Der Film wird sicher gut geguckt und auch prominent rezensiert werden. Und weil er von der Produktionsfirma Teamworx kommt, die regelmäßig hotte Schulbuchthemen anpackt und die blendend zu verkaufen weiß, wird er nochmal so gut geguckt und prominent rezensiert werden. Wenn aber in irgendeiner Kritik der Satz fallen sollte, der in jeder dritten Besprechung einer Teamworx-Produktion fällt – „Die Geschichte wird danach neu geschrieben werden müssen“ –, empfiehlt es sich, ihn nicht zu glauben. Die Geschichte der Wulffs ist ja noch nicht einmal in einer ersten Fassung zu Ende geschrieben. Es hat schon der Satire Der Minister über Aufstieg und Fall Karl-Theodor zu Guttenbergs geschadet, dass alles, was darin passierte, soeben erst als Realsatire in Echtzeit gelaufen war. Und auch die Wulffs bräuchten erst einmal Abstand.
Ungefähr im gleichen Moment, in dem die Nachricht veröffentlicht wurde, dass ein Dokudrama über die Wulff-Affäre entstehen soll, setzte, anderswo in den Medien, eine Diskussion darüber ein, ob sie nicht besser neu bewertet werden müsste. Der Anlass war ein Zeitungsbericht, demzufolge es im Rahmen der juristischen Aufarbeitung der Affäre nur noch um einen Streitwert zwischen 400 und 770 Euro gehe. Natürlich sind juristische Fragen nicht allein ausschlaggebend für die Bedeutung der Affäre. Es ging dabei ja darum, dass ein Repräsentant des Staates, eine Institution, sich zum Repräsentanten der Person schrumpfte, die sie ausfüllte. Aber die Diskussion über die Affäre ist so wenig abgeschlossen wie die Affäre selbst.

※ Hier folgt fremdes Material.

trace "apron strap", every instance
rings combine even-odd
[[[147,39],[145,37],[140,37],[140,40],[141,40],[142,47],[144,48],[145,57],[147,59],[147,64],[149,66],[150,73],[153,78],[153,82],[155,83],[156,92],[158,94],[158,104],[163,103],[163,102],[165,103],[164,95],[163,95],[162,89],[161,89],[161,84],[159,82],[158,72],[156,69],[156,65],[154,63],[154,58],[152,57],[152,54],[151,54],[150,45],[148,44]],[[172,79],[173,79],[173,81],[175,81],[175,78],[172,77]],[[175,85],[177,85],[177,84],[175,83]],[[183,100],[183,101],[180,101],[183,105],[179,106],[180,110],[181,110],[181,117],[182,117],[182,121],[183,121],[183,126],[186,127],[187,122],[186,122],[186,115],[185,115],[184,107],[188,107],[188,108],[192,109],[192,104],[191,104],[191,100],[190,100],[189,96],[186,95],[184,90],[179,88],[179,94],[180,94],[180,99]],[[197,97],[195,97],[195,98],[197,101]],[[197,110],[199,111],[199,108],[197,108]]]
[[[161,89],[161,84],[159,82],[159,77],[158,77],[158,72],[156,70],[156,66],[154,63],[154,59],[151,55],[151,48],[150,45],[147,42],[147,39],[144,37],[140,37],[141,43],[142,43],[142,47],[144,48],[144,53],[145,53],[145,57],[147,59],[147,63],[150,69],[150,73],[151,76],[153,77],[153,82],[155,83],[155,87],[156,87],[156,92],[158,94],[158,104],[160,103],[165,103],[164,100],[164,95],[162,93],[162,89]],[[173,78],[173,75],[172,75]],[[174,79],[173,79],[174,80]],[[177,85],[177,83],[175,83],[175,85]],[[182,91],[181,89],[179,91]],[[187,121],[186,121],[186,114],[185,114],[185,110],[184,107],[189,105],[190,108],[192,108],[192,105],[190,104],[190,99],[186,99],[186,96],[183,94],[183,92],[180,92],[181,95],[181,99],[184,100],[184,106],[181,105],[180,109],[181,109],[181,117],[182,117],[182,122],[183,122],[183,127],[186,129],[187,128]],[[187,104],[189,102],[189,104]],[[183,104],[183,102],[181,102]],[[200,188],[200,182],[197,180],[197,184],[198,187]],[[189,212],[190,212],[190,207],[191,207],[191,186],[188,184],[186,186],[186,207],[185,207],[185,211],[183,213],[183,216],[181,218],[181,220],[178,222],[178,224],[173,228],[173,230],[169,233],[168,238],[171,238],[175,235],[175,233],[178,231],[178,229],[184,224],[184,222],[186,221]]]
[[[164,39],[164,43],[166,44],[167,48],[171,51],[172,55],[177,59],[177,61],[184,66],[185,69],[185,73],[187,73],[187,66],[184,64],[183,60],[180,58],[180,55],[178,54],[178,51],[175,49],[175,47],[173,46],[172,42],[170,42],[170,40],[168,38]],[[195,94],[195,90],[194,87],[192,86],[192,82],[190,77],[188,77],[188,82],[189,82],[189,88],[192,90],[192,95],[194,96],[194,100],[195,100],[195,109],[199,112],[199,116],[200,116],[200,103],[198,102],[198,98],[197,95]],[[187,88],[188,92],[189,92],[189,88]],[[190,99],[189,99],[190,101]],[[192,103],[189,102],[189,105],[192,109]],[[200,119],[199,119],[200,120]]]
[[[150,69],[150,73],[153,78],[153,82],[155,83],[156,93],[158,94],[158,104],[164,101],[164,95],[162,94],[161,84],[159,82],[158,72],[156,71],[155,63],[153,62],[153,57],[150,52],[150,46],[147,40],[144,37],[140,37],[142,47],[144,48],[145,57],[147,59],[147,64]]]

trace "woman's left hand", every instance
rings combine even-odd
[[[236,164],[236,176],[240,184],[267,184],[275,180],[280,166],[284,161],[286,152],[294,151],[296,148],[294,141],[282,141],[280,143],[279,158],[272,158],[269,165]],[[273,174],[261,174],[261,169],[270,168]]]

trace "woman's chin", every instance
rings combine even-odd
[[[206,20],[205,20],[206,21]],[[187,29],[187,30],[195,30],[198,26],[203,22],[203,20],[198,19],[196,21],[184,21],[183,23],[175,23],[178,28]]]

Wenn das Fernsehen eine wahre Geschichte nacherzählt, deren Fakten einigermaßen präsent sind, geht es darum, eine neue Perspektive auf die Dinge zu eröffnen. Jemand schaut von außen auf die Dinge, zoomt von dort, von einer Aussichtsplattform aus, auf wichtige Details und macht so Handeln verständlich, überblickt Geschichte, ordnet in Zusammenhänge ein, erklärt eine abgelaufene Zeit. Im Rückblick erscheinen die Dinge dann in neuem Licht.
Es mag sein, dass die Spekulation über einen Film, der noch nicht einmal gedreht wird, ungerecht erscheint. Aber der Stoff ist bekannt, und er lässt den Schluss zu, dass ein Dokudrama über die Wulffs zum jetzigen Zeitpunkt eher eine Soap werden dürfte, die als exklusiver Badezusatz verkleidet ist. Christian geht in die Wohnküche von Schloss Bellevue, in der Bettina gerade den Kopf schüttelt. „Gut, dass es bald vorbei ist“, sagt sie. „Diese Dunstabzugshaube ist ein Skandal.“ Gegen Ende sehen wir vielleicht den Zapfenstreich, der schönen Uniformen wegen. Die eigentliche Mitteilung des Films jedenfalls dürfte sein, dass die Wulff-Affäre ein mediales Event war. Mit ein wenig Glück markiert er selbst dessen Abschluss.